33.天智天皇と大津遷都(大津市錦織遺跡)



 
 「白村江の戦い」(663年)で倭・百済連合軍は唐・新羅連合軍に惨敗し、百済復興は失敗に終わった。この遠征の途中、斉明女帝は九州で没している(661年)。中大兄皇子は、皇太子の地位のまま7年もの間、国事を執り続ける。百済復興戦争の敗北は、倭国に大きな脅威を与えた。北部九州から瀬戸内海沿岸にかけて多数の朝鮮式山城が築かれ、大宰府には水城(ミズキ)という防衛施設も造営された。このような状況下、中大兄皇子は都を飛鳥から近江大津へと移す(667年)。


 
 大津宮の所在地をめぐっては、長年論争があった。1974年の大津市錦織地区の発掘調査により、13基の柱跡が見つかり、その後の調査でそれらは内裏南門と宮殿回廊と解明されていく。1979年には、この地が近江大津宮の跡地として国の史跡に指定された。遷都の翌年(668年)1月、中大兄皇子はようやく即位して天智天皇となる。日本書紀によるとこの遷都には大きな不満があり、昼夜を問わず出火があったという。なぜ近江の地だったのか?国外の脅威に対抗しうる政治体制を新たに構築するため、抵抗勢力の多い飛鳥から離れ、この大津を選んだとする説が有力である。また、この地に住み着いた百済系移民や渡来系氏族との関わりがあるのかもしれない。

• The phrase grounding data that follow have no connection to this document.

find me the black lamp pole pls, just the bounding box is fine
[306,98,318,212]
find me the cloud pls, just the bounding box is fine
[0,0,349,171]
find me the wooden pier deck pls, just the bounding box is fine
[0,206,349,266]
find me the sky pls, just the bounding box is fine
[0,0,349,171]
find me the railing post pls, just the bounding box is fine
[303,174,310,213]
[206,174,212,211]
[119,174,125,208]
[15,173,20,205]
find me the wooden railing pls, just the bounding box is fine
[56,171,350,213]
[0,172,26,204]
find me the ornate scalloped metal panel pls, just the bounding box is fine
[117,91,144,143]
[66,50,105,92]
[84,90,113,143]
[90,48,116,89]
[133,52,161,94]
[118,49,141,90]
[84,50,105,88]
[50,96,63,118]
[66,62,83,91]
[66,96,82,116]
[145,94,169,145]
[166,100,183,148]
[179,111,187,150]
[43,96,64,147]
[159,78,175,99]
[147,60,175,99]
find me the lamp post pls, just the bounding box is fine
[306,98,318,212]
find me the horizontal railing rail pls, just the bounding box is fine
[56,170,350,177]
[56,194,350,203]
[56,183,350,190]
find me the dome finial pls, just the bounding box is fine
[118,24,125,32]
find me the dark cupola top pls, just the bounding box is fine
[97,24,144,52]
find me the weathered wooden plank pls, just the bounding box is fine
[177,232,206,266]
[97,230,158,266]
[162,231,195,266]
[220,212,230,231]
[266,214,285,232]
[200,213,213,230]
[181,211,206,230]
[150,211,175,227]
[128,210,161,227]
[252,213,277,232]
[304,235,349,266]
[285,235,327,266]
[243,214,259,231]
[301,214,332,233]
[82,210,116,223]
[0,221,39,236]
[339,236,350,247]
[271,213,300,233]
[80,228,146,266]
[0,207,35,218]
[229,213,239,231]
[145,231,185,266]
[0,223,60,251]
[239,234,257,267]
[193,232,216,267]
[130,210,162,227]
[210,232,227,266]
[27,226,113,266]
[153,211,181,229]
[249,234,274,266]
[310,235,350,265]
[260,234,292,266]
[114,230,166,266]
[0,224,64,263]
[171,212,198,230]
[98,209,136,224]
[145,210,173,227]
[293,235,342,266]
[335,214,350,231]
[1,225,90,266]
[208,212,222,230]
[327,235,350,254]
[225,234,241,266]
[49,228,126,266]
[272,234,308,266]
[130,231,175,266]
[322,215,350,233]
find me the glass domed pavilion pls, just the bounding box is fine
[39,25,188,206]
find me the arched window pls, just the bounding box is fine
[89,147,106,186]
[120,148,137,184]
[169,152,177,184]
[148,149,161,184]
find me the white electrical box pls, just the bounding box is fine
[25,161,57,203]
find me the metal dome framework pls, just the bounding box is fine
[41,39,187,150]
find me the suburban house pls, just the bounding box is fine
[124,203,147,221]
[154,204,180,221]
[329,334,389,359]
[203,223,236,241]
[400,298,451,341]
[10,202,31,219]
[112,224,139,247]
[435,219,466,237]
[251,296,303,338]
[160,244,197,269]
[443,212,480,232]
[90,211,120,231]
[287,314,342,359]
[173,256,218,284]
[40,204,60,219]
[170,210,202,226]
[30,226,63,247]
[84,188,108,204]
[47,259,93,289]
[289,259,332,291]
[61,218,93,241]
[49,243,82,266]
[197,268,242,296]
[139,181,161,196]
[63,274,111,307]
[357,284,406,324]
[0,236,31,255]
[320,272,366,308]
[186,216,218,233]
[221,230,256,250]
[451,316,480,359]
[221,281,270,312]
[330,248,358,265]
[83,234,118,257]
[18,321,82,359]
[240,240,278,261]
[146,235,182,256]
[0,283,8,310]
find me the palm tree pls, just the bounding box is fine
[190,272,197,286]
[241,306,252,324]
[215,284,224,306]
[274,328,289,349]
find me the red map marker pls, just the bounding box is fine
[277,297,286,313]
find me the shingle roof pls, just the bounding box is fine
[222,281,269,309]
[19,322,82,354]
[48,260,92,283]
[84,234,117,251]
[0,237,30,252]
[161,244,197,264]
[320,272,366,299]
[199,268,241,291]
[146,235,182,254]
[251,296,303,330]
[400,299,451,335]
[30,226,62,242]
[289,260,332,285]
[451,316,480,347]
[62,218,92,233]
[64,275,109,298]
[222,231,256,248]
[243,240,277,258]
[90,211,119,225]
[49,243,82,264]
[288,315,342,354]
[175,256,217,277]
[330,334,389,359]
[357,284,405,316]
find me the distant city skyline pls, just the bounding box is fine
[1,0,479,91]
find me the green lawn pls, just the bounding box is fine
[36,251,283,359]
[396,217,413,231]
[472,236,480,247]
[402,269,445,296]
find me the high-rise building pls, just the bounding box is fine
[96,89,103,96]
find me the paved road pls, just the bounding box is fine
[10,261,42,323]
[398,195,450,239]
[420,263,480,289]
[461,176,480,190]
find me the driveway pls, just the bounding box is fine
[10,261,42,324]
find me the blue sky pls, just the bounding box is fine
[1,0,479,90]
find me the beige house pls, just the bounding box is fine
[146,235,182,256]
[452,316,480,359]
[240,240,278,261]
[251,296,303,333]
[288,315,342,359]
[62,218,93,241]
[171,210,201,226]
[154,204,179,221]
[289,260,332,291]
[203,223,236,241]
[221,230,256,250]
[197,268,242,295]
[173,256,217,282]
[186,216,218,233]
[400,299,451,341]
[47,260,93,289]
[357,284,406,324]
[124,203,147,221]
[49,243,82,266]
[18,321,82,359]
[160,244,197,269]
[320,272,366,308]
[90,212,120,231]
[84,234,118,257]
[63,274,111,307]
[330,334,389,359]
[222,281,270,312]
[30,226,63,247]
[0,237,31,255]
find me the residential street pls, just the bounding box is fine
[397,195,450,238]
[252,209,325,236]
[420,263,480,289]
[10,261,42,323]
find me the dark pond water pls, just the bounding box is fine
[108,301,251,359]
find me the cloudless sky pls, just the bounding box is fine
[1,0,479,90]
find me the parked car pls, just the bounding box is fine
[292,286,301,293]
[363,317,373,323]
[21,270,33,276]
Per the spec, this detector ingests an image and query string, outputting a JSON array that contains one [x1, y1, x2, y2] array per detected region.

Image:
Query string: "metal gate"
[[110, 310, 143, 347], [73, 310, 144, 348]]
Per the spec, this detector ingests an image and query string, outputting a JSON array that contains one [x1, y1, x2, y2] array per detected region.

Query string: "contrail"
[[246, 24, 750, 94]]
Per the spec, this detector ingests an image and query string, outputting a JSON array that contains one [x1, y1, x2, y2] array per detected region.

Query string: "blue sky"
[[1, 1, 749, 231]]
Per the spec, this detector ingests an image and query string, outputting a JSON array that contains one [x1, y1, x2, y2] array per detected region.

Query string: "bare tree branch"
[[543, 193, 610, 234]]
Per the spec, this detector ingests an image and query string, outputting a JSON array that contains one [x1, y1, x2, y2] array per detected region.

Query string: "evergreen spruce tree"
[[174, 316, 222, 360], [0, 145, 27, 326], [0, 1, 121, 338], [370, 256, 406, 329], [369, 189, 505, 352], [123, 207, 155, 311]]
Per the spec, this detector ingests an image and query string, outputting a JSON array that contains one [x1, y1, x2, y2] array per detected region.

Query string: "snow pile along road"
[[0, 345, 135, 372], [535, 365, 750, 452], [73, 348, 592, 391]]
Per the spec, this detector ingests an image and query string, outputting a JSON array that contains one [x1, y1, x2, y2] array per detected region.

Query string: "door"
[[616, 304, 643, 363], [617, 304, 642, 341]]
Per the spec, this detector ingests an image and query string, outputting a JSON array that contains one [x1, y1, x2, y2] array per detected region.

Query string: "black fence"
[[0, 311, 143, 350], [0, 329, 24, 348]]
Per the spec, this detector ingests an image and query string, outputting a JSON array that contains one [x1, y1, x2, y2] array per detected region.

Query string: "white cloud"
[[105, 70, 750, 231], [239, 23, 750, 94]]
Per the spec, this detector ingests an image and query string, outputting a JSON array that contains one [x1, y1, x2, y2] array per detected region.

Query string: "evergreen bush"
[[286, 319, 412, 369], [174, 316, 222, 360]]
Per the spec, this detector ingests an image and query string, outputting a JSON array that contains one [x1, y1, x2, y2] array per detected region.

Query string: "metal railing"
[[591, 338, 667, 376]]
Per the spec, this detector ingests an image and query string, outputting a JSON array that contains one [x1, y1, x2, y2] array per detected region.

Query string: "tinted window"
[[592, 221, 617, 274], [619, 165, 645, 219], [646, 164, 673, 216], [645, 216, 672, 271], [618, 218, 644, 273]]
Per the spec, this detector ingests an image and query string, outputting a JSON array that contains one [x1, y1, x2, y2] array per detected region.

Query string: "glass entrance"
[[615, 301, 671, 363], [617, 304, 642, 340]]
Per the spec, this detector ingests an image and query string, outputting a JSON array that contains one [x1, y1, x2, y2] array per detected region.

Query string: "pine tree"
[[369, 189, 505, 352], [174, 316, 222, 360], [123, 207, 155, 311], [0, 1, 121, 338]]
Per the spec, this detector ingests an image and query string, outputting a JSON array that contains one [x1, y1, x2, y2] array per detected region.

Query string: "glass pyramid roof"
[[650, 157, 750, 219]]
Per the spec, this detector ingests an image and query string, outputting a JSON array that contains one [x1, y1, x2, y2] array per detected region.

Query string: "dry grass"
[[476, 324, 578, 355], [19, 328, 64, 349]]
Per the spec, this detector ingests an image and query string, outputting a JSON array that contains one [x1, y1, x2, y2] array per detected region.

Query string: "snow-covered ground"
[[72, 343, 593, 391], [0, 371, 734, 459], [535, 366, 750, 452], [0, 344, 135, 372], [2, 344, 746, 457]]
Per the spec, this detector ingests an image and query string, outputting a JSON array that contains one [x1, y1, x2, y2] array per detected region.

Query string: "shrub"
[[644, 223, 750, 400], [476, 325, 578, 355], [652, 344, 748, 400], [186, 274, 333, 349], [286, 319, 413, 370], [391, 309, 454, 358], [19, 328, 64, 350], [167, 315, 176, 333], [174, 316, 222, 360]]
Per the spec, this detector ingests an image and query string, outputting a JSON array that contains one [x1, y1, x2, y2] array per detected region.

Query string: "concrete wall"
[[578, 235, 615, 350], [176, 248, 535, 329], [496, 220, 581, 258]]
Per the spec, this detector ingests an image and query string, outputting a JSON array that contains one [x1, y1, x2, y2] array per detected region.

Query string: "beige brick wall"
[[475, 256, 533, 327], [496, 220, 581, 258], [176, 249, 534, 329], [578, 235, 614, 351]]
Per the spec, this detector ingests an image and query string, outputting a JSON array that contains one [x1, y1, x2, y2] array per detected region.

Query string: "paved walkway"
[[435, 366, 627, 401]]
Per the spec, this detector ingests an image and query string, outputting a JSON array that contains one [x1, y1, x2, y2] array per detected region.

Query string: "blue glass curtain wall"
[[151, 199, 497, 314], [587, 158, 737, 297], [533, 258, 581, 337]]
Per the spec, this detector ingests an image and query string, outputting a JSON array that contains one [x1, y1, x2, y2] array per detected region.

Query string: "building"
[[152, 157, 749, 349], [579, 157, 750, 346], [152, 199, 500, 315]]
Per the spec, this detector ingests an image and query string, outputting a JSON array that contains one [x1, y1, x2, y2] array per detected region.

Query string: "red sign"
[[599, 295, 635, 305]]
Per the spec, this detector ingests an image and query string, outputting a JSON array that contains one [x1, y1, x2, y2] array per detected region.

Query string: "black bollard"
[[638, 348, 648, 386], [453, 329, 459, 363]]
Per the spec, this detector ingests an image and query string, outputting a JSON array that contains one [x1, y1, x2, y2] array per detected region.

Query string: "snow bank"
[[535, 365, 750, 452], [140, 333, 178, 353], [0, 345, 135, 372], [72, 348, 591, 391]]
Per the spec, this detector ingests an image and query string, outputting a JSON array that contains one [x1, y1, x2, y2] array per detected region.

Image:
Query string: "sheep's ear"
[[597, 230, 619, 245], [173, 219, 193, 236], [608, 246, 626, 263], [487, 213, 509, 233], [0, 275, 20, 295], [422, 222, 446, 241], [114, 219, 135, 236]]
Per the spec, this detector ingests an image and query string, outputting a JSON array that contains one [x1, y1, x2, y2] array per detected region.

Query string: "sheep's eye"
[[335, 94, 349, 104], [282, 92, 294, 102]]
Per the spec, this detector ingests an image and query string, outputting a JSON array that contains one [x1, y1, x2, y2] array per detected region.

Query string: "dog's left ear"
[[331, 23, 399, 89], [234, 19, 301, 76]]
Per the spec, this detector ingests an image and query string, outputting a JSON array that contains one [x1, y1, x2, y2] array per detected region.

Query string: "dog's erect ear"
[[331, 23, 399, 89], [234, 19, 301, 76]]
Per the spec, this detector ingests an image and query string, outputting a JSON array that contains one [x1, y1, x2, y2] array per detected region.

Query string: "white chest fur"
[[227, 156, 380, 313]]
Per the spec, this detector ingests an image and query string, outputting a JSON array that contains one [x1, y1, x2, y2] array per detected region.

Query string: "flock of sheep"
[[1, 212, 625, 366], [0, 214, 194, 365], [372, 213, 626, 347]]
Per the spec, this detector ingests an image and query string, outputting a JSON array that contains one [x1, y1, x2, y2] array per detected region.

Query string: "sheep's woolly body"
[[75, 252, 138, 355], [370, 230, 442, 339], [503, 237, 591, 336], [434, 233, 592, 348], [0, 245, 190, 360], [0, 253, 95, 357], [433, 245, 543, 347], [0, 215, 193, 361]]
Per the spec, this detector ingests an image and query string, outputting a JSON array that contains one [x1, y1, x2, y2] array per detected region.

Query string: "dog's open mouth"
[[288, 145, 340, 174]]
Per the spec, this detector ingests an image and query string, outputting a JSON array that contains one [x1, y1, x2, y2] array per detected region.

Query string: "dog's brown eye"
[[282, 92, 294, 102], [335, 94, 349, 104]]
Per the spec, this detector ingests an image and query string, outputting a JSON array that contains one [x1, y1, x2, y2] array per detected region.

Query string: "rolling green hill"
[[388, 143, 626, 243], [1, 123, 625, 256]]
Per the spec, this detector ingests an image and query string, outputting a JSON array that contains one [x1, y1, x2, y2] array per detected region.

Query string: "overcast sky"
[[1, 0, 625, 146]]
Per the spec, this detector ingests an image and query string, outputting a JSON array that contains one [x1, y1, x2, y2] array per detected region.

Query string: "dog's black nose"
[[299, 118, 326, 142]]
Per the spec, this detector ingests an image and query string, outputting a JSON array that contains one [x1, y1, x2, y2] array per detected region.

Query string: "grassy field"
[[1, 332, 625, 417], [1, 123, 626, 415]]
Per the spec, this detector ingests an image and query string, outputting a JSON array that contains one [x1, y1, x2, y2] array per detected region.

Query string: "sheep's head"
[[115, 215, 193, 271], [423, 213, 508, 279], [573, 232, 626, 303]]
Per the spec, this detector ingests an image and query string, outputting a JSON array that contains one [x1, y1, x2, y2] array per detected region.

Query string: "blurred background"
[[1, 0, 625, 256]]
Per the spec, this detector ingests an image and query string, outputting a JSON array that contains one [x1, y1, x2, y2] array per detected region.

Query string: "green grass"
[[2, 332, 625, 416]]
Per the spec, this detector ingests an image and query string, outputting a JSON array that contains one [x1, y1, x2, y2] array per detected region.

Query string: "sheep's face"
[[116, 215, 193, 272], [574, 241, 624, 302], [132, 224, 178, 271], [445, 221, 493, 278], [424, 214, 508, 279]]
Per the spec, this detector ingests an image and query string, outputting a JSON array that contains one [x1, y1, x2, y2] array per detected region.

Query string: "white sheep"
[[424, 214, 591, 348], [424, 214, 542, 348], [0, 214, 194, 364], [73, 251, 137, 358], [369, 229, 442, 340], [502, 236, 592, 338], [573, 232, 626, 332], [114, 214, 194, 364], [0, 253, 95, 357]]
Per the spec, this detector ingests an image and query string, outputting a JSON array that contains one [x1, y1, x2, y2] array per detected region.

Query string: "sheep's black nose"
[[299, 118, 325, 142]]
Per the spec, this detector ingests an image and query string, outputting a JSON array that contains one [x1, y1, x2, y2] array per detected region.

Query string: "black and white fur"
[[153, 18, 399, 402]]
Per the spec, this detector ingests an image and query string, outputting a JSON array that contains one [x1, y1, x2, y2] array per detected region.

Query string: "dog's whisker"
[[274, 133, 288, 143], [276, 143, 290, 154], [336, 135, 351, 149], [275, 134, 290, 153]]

 遺跡近くにある近江神宮は、1940年に天智天皇を祭神として創祀されたものである。「小倉百人一首」の第1首目が天智天皇であったことから、競技かるたの聖地になっている。錦織遺跡には、柿本人麻呂の挽歌の碑が建っている。「天皇の 神の尊の 大宮は ここと聞けども 大殿は ここと言えども 春草の 茂く生いたる 霞立つ 春日の霧れる ももしきの 大宮所 見れば悲しも」(天皇がお住まいであった大宮は、ここだと聞いたけれども、大殿は、ここだと言うのだけれども、春草が生い茂るばかりで、霞が立ち春の日が霞んでいる大宮跡を見るのは悲しいことだ)。天智天皇が近江大津宮に都を置いた667年から、大友皇子が壬申の乱で滅亡する672年までの期間を「近江朝」と言う。わずか5年のことであった。